地震予知、GPSデータの解析で 京大教授の挑戦

社会週刊新潮 2017年7月20日文月増大号掲載

 大地震の予知――国が巨額の研究費を投じるも成果が出ず、もはや“永遠の壁”とさえ言われてきたその予知に、ある京大教授が挑もうとしている。

 科学部担当記者の話。

「この6月から、京都大学と民間企業がタッグを組んで、大規模地震の発生を事前に予測する技術の共同実験が始まりました。すでに運用されている『緊急地震速報』は、揺れの数十秒前が限度。しかし、この研究が進めば、1時間前には巨大地震発生の予兆が掴めるということですから、減災に大きく役立ちます」

 研究の指揮を執る京都大学情報学研究科・梅野健教授の話。

「これまでの地震予知研究は大まかに言って、地震計を置き、微細な振動を捉えて予測するというものでしたが、私たちの研究は、それとは全く違う発想です」

 どう違うのかというと、

「地球の上空には、電離圏と呼ばれる、電子が沢山飛んでいる層があるのですが、マグニチュード7以上の巨大地震が発生する直前に、震源付近の上空の電子数が変化することがわかりました。ナマズが地震の前になると暴れる、と昔から言われますが、こうした変化を、彼らが敏感に捉えていたからかもしれませんね」

 電子の数の変化は、GPS衛星と、地上の受信機との通信記録の解析で明らかになったという。

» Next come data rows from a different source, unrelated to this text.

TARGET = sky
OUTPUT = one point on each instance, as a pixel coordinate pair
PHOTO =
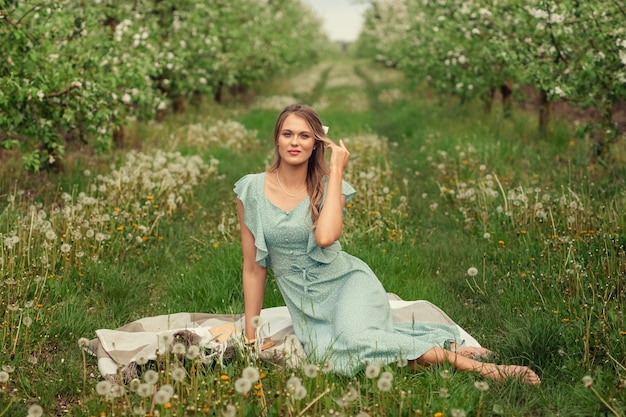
(342, 18)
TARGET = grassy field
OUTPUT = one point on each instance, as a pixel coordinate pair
(521, 239)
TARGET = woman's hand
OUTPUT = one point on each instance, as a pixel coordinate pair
(339, 157)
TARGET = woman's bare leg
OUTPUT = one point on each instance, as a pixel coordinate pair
(438, 355)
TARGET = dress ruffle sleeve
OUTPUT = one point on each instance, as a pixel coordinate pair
(328, 254)
(247, 190)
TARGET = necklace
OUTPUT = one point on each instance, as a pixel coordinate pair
(283, 188)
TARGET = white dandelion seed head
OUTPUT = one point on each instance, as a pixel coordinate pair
(103, 387)
(151, 376)
(229, 411)
(386, 375)
(384, 384)
(256, 322)
(300, 393)
(372, 370)
(310, 370)
(179, 374)
(251, 374)
(179, 348)
(145, 390)
(293, 383)
(193, 352)
(243, 385)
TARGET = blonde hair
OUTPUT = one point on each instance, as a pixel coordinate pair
(317, 168)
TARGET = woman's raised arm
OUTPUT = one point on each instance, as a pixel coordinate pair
(254, 276)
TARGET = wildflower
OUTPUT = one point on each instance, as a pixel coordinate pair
(161, 397)
(229, 411)
(310, 370)
(384, 384)
(256, 322)
(145, 390)
(179, 374)
(243, 385)
(151, 377)
(178, 348)
(35, 410)
(193, 352)
(251, 374)
(481, 386)
(300, 393)
(293, 383)
(372, 370)
(103, 387)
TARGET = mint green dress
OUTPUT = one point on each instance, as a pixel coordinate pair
(339, 309)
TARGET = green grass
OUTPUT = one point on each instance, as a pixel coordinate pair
(549, 292)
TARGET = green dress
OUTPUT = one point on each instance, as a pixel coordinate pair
(339, 309)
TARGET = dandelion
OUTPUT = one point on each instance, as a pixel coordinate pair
(103, 387)
(145, 390)
(300, 393)
(229, 411)
(243, 385)
(179, 374)
(151, 377)
(384, 384)
(35, 410)
(251, 374)
(179, 349)
(310, 370)
(193, 352)
(83, 342)
(256, 322)
(161, 397)
(481, 386)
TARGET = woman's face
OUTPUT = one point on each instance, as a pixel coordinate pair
(296, 140)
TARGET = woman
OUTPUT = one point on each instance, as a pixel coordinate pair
(291, 219)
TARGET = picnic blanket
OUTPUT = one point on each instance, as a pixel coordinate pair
(118, 351)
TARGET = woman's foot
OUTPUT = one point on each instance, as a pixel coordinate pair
(471, 352)
(502, 372)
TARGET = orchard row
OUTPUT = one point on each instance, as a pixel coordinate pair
(79, 70)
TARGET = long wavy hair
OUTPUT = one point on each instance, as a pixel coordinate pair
(317, 169)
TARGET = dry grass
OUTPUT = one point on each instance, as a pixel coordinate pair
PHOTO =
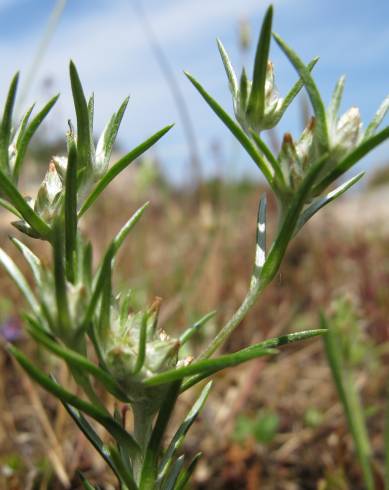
(195, 251)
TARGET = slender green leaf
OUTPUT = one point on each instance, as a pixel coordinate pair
(71, 211)
(323, 201)
(80, 363)
(270, 157)
(313, 92)
(108, 137)
(349, 398)
(239, 134)
(10, 266)
(6, 205)
(141, 344)
(84, 143)
(293, 92)
(18, 201)
(150, 464)
(92, 437)
(119, 166)
(28, 134)
(256, 103)
(32, 260)
(228, 360)
(185, 475)
(336, 100)
(260, 250)
(357, 154)
(378, 118)
(179, 436)
(6, 125)
(195, 327)
(65, 396)
(170, 482)
(233, 84)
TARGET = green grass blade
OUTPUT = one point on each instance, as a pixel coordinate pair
(195, 327)
(239, 134)
(150, 464)
(141, 345)
(84, 142)
(6, 205)
(378, 118)
(32, 260)
(349, 397)
(256, 103)
(79, 363)
(113, 428)
(119, 166)
(6, 125)
(10, 266)
(229, 360)
(363, 149)
(92, 437)
(71, 212)
(108, 137)
(18, 201)
(179, 436)
(171, 479)
(313, 92)
(294, 91)
(260, 250)
(279, 176)
(185, 475)
(336, 100)
(28, 134)
(323, 201)
(233, 84)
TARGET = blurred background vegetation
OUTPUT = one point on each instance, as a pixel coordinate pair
(274, 423)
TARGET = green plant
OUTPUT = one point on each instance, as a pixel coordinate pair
(73, 312)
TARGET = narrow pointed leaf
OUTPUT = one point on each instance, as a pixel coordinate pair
(256, 103)
(293, 92)
(260, 250)
(239, 134)
(6, 205)
(179, 436)
(185, 475)
(65, 396)
(108, 137)
(6, 125)
(141, 345)
(170, 483)
(270, 157)
(119, 166)
(150, 464)
(363, 149)
(313, 92)
(18, 201)
(193, 329)
(28, 134)
(84, 143)
(32, 260)
(378, 118)
(80, 363)
(228, 360)
(15, 273)
(323, 201)
(92, 436)
(336, 100)
(233, 84)
(71, 211)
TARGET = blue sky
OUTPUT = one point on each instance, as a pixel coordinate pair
(114, 59)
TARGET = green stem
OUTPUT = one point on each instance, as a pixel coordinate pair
(349, 397)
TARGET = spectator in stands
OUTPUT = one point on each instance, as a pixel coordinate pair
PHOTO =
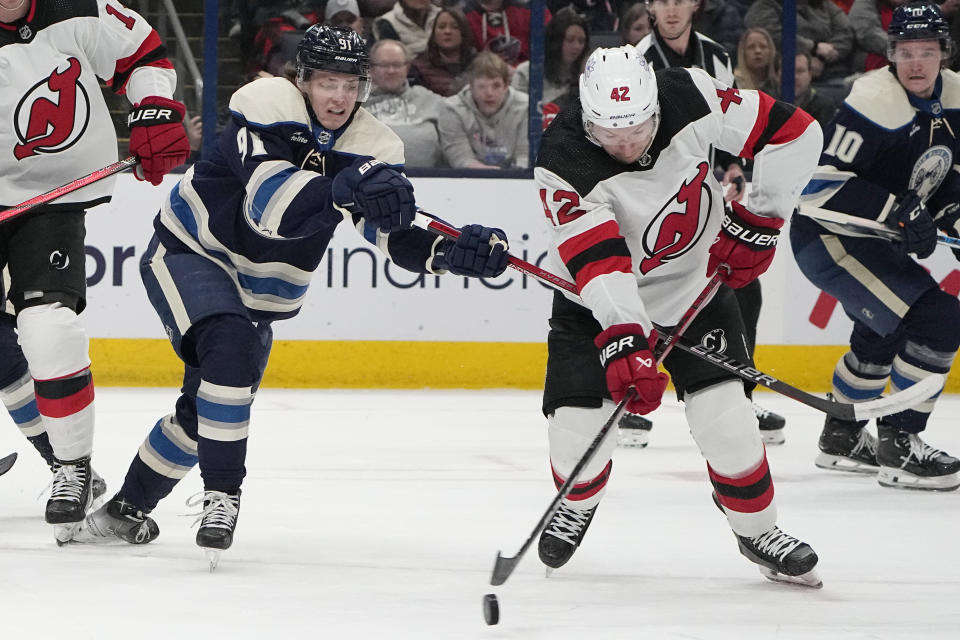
(343, 13)
(757, 59)
(442, 67)
(823, 31)
(869, 20)
(565, 50)
(807, 98)
(410, 22)
(485, 125)
(720, 21)
(601, 15)
(502, 27)
(635, 24)
(411, 112)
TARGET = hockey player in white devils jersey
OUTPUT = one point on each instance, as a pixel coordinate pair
(891, 156)
(235, 246)
(55, 127)
(638, 224)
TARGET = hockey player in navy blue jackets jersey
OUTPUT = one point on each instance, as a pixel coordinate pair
(235, 246)
(890, 155)
(54, 128)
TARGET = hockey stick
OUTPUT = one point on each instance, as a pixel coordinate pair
(70, 187)
(863, 225)
(503, 566)
(893, 403)
(7, 462)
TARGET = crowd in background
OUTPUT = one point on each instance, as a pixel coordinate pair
(454, 81)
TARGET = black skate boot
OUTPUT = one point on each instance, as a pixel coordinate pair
(847, 446)
(117, 521)
(771, 425)
(782, 558)
(217, 522)
(634, 431)
(563, 535)
(907, 462)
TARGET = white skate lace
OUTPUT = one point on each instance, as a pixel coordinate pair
(219, 509)
(865, 440)
(567, 523)
(67, 483)
(776, 543)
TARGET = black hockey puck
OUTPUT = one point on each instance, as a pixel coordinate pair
(491, 608)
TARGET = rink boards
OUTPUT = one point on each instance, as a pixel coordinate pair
(367, 323)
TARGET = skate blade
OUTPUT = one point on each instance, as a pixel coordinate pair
(773, 437)
(900, 479)
(840, 463)
(809, 579)
(213, 557)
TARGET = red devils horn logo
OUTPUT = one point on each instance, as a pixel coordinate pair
(53, 115)
(679, 224)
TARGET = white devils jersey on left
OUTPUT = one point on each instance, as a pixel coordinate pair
(54, 123)
(635, 238)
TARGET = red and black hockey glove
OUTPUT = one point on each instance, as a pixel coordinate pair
(746, 244)
(378, 192)
(627, 355)
(157, 137)
(910, 217)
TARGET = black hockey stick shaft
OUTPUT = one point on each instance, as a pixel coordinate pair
(862, 225)
(6, 462)
(70, 187)
(503, 566)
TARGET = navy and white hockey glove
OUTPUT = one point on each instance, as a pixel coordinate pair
(910, 216)
(480, 252)
(948, 219)
(378, 192)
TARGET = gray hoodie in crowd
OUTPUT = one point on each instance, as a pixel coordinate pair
(412, 114)
(500, 140)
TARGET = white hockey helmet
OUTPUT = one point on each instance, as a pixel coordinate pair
(618, 89)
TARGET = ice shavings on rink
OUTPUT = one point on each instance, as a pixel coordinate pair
(377, 514)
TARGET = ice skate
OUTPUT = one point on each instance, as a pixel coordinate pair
(847, 446)
(771, 425)
(782, 558)
(70, 497)
(217, 522)
(117, 521)
(633, 431)
(563, 534)
(907, 462)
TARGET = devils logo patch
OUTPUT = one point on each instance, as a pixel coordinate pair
(53, 114)
(679, 224)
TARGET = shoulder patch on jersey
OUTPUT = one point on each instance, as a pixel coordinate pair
(950, 95)
(270, 101)
(367, 136)
(878, 97)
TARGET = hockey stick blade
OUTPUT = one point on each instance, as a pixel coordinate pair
(864, 226)
(899, 401)
(70, 187)
(7, 462)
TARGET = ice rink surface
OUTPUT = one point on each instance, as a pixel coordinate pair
(377, 514)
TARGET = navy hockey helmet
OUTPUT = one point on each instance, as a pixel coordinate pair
(919, 21)
(337, 49)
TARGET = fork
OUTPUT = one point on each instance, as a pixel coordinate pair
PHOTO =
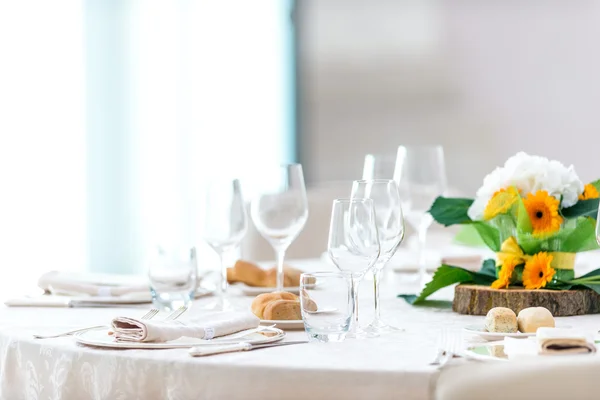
(149, 315)
(176, 314)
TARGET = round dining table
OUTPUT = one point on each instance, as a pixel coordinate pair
(391, 366)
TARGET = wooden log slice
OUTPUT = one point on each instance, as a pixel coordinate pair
(478, 300)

「過去の通信データ解析で、東日本大震災と、昨年の熊本地震の直前にも変化が起きていたことがわかりました。今回の研究では、過去のデータ解析をさらに進めると同時に、電子数の変化をリアルタイムで測定していくつもりです」(同)

 将来的には、

「電子数の変化をGPS以外の衛星からも観測し、さらに地上の受信機も、全国に増設していく。そうすれば、どこのエリアでいつ起こるのかを、より細かく予測できます。そのためにも今後、気象庁などとも連携し、研究規模を拡大していきたい」(同)

 研究期間は3年を予定している。